Pay your cards twice a month (at least). Payment history accounts for 35% of your credit score so a healthy payment habit will set you up for a strong credit history. Multiple payments also help ensure that you avoid late payments and perhaps pay more than the minimum due. Simply divide your balance owed (or what you can pay) by twice and pay off in the middle of your payment cycle and then at your balance due date.
— Russ Nauta, Owner CreditCardReviews.com
How to do a credit card balance transfer
Paying off the high-interest card is not as simple as paying off one credit card with another. In most cases, you need to request a “check” from the new creditor to pay off the old card’s balance. Or, provided that you have your credit card pay-off information, you can call the new creditor and arrange the pay-off by phone.
Frequently asked questions
1. What is the minimum credit rating to get approved for a balance transfer card?
Creditors can decide what credit rating they are going to accept. However, you’ll generally need a fair-good credit score of over 650 to be approved for one of these credit cards.

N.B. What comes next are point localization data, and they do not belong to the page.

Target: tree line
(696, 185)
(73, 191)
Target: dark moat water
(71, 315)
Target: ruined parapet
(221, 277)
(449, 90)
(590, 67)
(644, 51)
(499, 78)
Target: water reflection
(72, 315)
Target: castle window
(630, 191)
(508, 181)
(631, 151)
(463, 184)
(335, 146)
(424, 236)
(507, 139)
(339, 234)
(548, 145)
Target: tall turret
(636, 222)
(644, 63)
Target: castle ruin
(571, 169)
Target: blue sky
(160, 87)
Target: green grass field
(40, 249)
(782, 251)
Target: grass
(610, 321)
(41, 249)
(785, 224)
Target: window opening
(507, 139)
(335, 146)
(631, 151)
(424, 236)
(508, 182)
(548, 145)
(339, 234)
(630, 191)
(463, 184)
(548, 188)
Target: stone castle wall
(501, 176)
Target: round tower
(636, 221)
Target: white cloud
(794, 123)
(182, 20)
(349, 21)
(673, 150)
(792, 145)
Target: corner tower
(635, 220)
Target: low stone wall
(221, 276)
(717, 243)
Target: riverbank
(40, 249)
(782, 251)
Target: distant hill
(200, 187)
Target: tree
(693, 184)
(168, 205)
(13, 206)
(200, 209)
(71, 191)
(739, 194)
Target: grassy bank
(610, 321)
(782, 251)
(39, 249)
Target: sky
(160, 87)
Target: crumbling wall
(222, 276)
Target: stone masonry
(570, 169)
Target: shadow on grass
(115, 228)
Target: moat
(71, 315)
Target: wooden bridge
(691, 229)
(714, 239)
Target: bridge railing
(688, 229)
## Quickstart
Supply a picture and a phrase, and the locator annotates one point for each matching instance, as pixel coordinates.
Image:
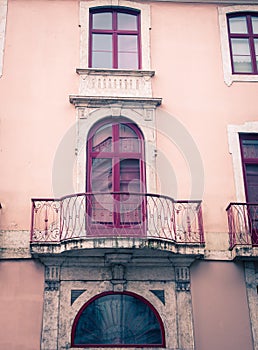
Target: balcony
(243, 228)
(99, 216)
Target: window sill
(115, 82)
(231, 78)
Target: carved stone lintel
(182, 274)
(51, 285)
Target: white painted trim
(3, 15)
(136, 115)
(229, 78)
(85, 6)
(234, 149)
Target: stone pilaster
(49, 338)
(184, 308)
(251, 280)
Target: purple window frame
(249, 35)
(134, 295)
(252, 207)
(247, 161)
(116, 156)
(115, 32)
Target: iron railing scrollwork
(116, 214)
(243, 224)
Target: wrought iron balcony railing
(243, 224)
(91, 215)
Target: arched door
(116, 178)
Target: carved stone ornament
(182, 275)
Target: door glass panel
(130, 202)
(241, 56)
(250, 149)
(238, 24)
(128, 139)
(252, 194)
(102, 140)
(252, 182)
(126, 21)
(102, 20)
(255, 25)
(117, 320)
(101, 204)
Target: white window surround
(85, 6)
(234, 149)
(229, 78)
(141, 112)
(3, 14)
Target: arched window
(114, 38)
(118, 319)
(243, 37)
(115, 175)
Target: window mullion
(251, 43)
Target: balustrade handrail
(126, 214)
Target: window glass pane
(128, 60)
(255, 25)
(128, 52)
(102, 51)
(102, 59)
(101, 173)
(241, 56)
(238, 24)
(252, 182)
(126, 21)
(127, 43)
(128, 140)
(102, 140)
(102, 20)
(130, 204)
(102, 42)
(129, 175)
(250, 149)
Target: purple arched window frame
(118, 319)
(243, 41)
(114, 41)
(116, 179)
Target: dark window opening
(243, 37)
(249, 151)
(118, 319)
(114, 40)
(116, 176)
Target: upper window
(118, 319)
(116, 177)
(243, 37)
(114, 40)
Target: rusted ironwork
(116, 214)
(243, 224)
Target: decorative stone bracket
(182, 275)
(118, 264)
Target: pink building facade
(129, 174)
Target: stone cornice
(218, 2)
(105, 101)
(115, 72)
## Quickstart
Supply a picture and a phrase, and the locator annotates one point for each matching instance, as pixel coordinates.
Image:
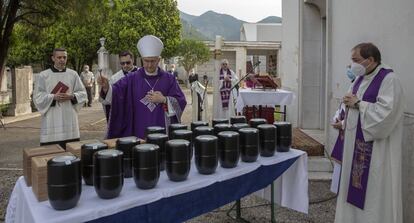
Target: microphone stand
(244, 77)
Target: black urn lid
(146, 155)
(283, 126)
(254, 122)
(206, 145)
(248, 131)
(157, 136)
(182, 134)
(177, 150)
(175, 126)
(196, 124)
(228, 134)
(127, 140)
(237, 119)
(219, 121)
(203, 130)
(63, 170)
(108, 162)
(154, 129)
(222, 127)
(94, 146)
(238, 126)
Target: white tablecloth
(249, 97)
(24, 207)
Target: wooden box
(39, 174)
(75, 147)
(32, 152)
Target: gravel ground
(254, 209)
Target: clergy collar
(151, 74)
(127, 72)
(374, 71)
(54, 69)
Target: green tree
(36, 13)
(191, 53)
(76, 30)
(131, 19)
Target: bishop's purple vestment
(131, 113)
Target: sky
(247, 10)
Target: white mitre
(150, 46)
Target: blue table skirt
(185, 206)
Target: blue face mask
(350, 74)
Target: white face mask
(357, 69)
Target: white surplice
(59, 122)
(219, 111)
(199, 89)
(381, 122)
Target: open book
(60, 88)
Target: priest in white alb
(225, 92)
(370, 185)
(58, 95)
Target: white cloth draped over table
(291, 192)
(59, 122)
(381, 122)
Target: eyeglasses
(126, 63)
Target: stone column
(103, 65)
(217, 57)
(4, 94)
(21, 91)
(241, 54)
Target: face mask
(350, 74)
(357, 69)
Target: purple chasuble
(225, 89)
(361, 159)
(338, 149)
(131, 113)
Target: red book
(60, 87)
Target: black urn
(283, 136)
(237, 119)
(219, 121)
(87, 151)
(254, 122)
(203, 130)
(228, 149)
(125, 145)
(160, 140)
(154, 129)
(177, 159)
(196, 124)
(205, 147)
(187, 135)
(267, 139)
(222, 127)
(107, 173)
(146, 165)
(249, 144)
(175, 126)
(64, 182)
(237, 126)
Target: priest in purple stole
(370, 186)
(147, 97)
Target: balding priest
(58, 94)
(147, 97)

You may even need a higher score. FICO scores are also expected to be within a similar range of 680-700 or higher to be approved.
2. Do debt transfers help or hurt my credit rating?

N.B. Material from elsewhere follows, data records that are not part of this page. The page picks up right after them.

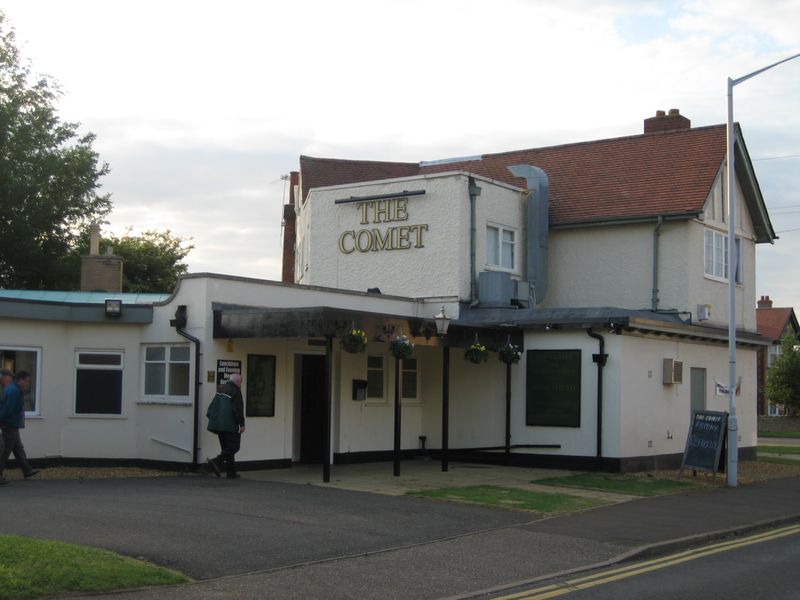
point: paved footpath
(266, 539)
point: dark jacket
(226, 412)
(12, 408)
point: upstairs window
(500, 247)
(716, 256)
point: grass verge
(779, 449)
(30, 568)
(777, 460)
(794, 434)
(632, 485)
(501, 497)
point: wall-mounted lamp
(442, 322)
(113, 308)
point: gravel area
(749, 472)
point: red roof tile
(772, 322)
(669, 173)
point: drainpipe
(474, 192)
(656, 234)
(600, 358)
(179, 322)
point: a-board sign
(705, 440)
(226, 368)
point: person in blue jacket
(226, 419)
(12, 419)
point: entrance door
(313, 395)
(697, 393)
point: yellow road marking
(580, 583)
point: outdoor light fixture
(442, 322)
(113, 308)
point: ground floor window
(98, 383)
(408, 380)
(166, 372)
(376, 375)
(260, 392)
(17, 358)
(553, 388)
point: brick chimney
(289, 231)
(100, 273)
(674, 121)
(764, 302)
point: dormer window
(500, 247)
(716, 256)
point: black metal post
(326, 434)
(508, 413)
(397, 416)
(445, 404)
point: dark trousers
(229, 443)
(13, 443)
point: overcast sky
(199, 107)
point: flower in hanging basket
(401, 347)
(354, 341)
(509, 354)
(476, 353)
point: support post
(445, 405)
(397, 417)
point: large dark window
(98, 383)
(553, 388)
(260, 392)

If you pay off the transferred debt and don’t add more debt, no. If you don’t manage to pay off the transferred amount or add to your debt, you may find yourself in trouble.
3. Can I transfer other types of debt?
You will need to ask about this. Some will allow you to transfer other types of debt, such as a car or personal loans. However, most will not allow you to transfer debt from one of their own credit cards. For example, you cannot transfer debt from a Wells Fargo card to another Wells Fargo card.
4. Should I keep my balance transfer card after I pay it off?
If the card offers good terms and doesn’t charge an annual fee, it may be worth keeping after you pay it off. It can help your credit rating to have available credit that you are not using. This keeps your “credit utilization” low.
5. How long does a balance transfer take?
Generally, transfers take about a full business week. However, some balance transfers may take longer. Make sure to watch the transfer carefully in case you need to make a payment on the old card before the transfer completes.
If you have good credit and are looking to save a bit of money, a balance transfer card can help you do that provided that you pay off the balance within the introductory term. Another option for you may be a personal loan if you need longer terms or cannot qualify for a 0-interest card.